Hallo liebes Ich

Heute wird es Zeit mal ein paar ernste Worte mit Dir zu sprechen. Ich sehe Dich jeden Morgen im Spiegel, zähle Deine Falten und bewundere die Tatsache, welch Tiefe Augenringe doch bekommen können. Manchmal sehen Deine Haare unmöglich aus, an anderen Tagen bin ich recht zufrieden damit.

Ich schreibe Dir heute aber nicht um mit Dir über Dein Erscheinungsbild zu debattieren. Ich schreibe Dir heute aus zwei Gründen. zum Einen weil ich Dir Danke sagen mag. Zum Anderen weil ich Dich ganz im Ernst und voller Inbrust fragen will; Was zur Hölle ist eigentlich los mit Dir?

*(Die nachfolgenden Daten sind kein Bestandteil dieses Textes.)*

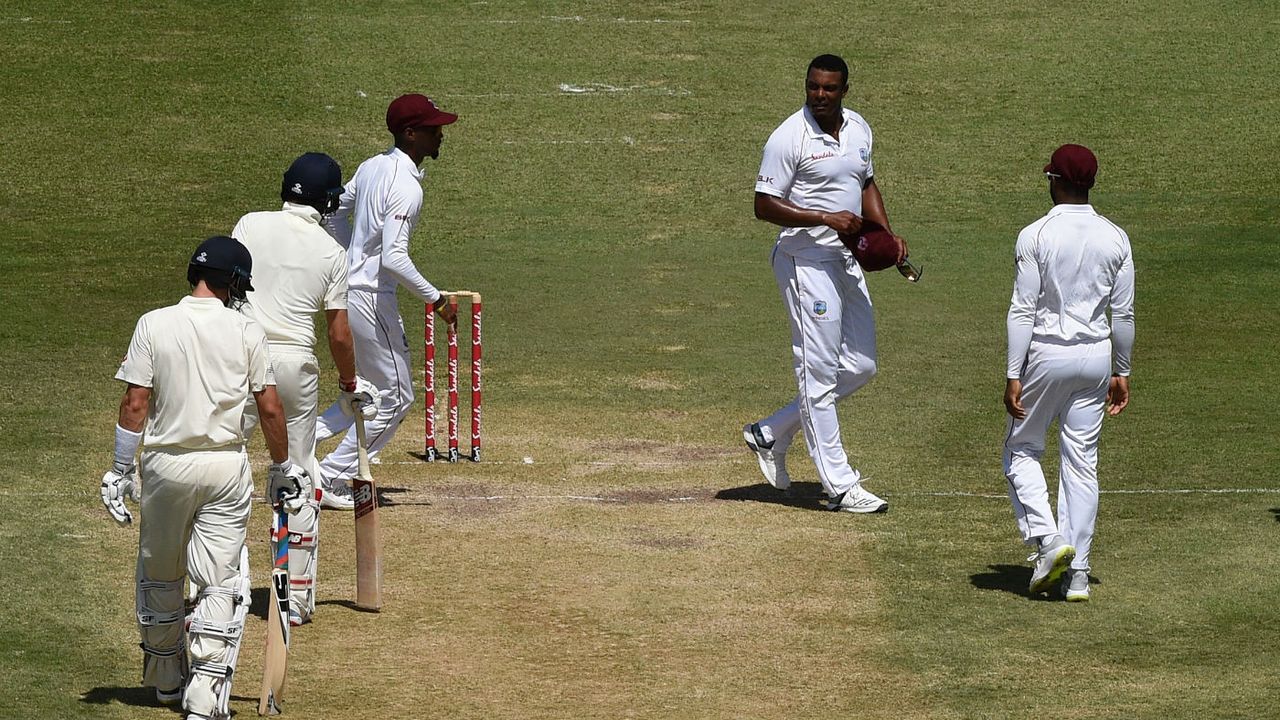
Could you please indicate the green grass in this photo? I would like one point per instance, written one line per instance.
(632, 327)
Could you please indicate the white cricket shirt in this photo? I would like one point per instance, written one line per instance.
(1072, 267)
(813, 171)
(201, 361)
(375, 217)
(298, 270)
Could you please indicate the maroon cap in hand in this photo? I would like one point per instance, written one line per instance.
(414, 112)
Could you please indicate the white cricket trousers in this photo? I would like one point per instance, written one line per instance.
(195, 513)
(1065, 383)
(382, 358)
(297, 382)
(833, 354)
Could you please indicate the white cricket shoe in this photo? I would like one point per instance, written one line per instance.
(1051, 561)
(773, 465)
(858, 500)
(1075, 586)
(337, 497)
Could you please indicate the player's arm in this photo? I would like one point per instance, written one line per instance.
(777, 172)
(1121, 337)
(339, 223)
(787, 214)
(396, 260)
(1020, 322)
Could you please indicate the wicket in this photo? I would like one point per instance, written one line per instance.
(430, 454)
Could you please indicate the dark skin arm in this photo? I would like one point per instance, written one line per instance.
(787, 214)
(133, 408)
(270, 415)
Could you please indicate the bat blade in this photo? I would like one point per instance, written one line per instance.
(369, 557)
(275, 657)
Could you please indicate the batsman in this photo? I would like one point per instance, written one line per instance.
(190, 373)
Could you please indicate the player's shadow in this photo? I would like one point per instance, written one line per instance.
(387, 497)
(1009, 578)
(347, 604)
(136, 696)
(807, 496)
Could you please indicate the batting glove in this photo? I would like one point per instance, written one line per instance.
(360, 395)
(119, 483)
(284, 483)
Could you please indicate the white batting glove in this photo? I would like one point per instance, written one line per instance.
(284, 483)
(119, 483)
(362, 396)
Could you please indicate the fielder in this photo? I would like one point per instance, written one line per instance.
(817, 181)
(301, 272)
(191, 370)
(1065, 363)
(375, 218)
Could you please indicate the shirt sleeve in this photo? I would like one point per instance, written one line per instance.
(777, 167)
(136, 368)
(260, 370)
(1022, 308)
(336, 295)
(401, 213)
(339, 223)
(1121, 315)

Liebes Ich, ich fange am Besten mit dem Guten an, was meinst Du? Denn eigentlich bin ich wirklich stolz auf Dich und die Leistung, die Dein Körper vollbracht hat. Dein Lebenslauf war alles andere als Geradlinig. Das Abitur hast Du nur gemacht, weil Du lieber Partys feiern wolltest anstatt eine Ausbildung zu beginnen. Dass das Abi durchaus auch mit Arbeit verbunden bist, haste dann selbst noch bemerkt. Bestanden hast Du, mit welchem Notenschnitt spielt inzwischen keine Rolle mehr. Du hast studiert, danach doch ne Ausbildung gemacht und hattest dabei oft das Gefühl nicht angekommen zu sein. Dass das alles nicht das Richtige war.

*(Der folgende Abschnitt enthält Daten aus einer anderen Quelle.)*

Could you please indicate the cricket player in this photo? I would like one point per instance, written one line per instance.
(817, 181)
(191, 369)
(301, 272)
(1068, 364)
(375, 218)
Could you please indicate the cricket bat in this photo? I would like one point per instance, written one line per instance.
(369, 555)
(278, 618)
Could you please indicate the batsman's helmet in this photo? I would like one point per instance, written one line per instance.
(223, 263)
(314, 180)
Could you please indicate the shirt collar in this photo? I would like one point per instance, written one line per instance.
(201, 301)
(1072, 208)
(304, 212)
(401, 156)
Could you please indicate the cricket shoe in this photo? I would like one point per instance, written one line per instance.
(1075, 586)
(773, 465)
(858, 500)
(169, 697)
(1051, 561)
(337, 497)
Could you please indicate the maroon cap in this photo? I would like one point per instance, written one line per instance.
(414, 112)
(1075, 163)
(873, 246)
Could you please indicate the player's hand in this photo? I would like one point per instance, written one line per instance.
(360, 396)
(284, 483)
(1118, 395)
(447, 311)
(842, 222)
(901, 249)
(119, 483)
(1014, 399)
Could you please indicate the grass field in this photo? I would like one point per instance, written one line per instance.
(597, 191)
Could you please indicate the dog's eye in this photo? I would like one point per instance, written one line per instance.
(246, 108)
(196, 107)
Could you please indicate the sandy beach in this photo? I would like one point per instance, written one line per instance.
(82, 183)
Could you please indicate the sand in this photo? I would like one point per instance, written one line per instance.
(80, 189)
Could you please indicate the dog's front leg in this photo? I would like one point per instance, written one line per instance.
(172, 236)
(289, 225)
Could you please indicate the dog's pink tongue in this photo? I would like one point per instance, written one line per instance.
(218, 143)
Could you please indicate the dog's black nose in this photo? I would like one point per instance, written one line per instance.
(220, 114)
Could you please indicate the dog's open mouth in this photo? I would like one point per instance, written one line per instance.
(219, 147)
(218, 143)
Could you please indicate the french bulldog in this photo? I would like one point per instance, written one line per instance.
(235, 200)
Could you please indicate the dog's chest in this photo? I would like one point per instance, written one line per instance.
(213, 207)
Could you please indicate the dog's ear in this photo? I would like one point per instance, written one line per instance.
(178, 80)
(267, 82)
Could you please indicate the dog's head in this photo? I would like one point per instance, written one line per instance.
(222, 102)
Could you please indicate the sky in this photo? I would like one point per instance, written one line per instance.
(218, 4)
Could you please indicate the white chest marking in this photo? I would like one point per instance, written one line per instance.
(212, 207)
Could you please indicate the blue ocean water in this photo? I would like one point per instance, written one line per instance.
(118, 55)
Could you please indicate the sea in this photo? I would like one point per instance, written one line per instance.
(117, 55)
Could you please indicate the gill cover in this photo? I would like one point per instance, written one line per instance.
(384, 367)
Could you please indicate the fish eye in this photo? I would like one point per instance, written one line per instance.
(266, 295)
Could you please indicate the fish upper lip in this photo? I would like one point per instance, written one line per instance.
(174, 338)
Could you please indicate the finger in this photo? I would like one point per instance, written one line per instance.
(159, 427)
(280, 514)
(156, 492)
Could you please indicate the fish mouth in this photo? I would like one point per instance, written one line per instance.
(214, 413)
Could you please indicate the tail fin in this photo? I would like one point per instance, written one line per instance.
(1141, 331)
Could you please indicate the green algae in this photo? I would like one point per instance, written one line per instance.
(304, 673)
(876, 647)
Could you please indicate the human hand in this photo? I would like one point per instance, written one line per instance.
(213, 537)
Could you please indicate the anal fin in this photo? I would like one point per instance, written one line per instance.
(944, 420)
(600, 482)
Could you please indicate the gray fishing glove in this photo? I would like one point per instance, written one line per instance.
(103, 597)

Du warst gerne Feiern. Manchmal zu gern. Dabei haben dir gewisse Genussmittel fast das Genick gebrochen. Inzwischen verzichtest Du seit vielen Jahren auf diese Genussmittel. Alkohol trinkst Du auch nie und in Deinem Kühlschrank befinden sich sonderbare Dinge wie Mandelmilch und Tofu. Immerhin. Kluge Köpfe haben mal gesagt, dass Deine Feierwütige Jugend mit Deiner Vergangenheit zu tun haben könnte. Wir Beide aber wissen, dass nicht alles damit endschuldbar ist. Mein Liebes Selbst, ich bin so stolz auf Dich, dass Du diese Zeit Rückfallfrei seit so vielen Jahren, schon lange vor den Heldenkindern, hast hinter Dir lassen können. Ich bin stolz auf Dich, dass Du überlebt hast und immer der Idee gefolgt bist, ein „normales“ Leben zu führen. Auch wenn ich Dich viel zu selten lobe liebes Ich, dass hast Du wirklich ganz toll gemacht.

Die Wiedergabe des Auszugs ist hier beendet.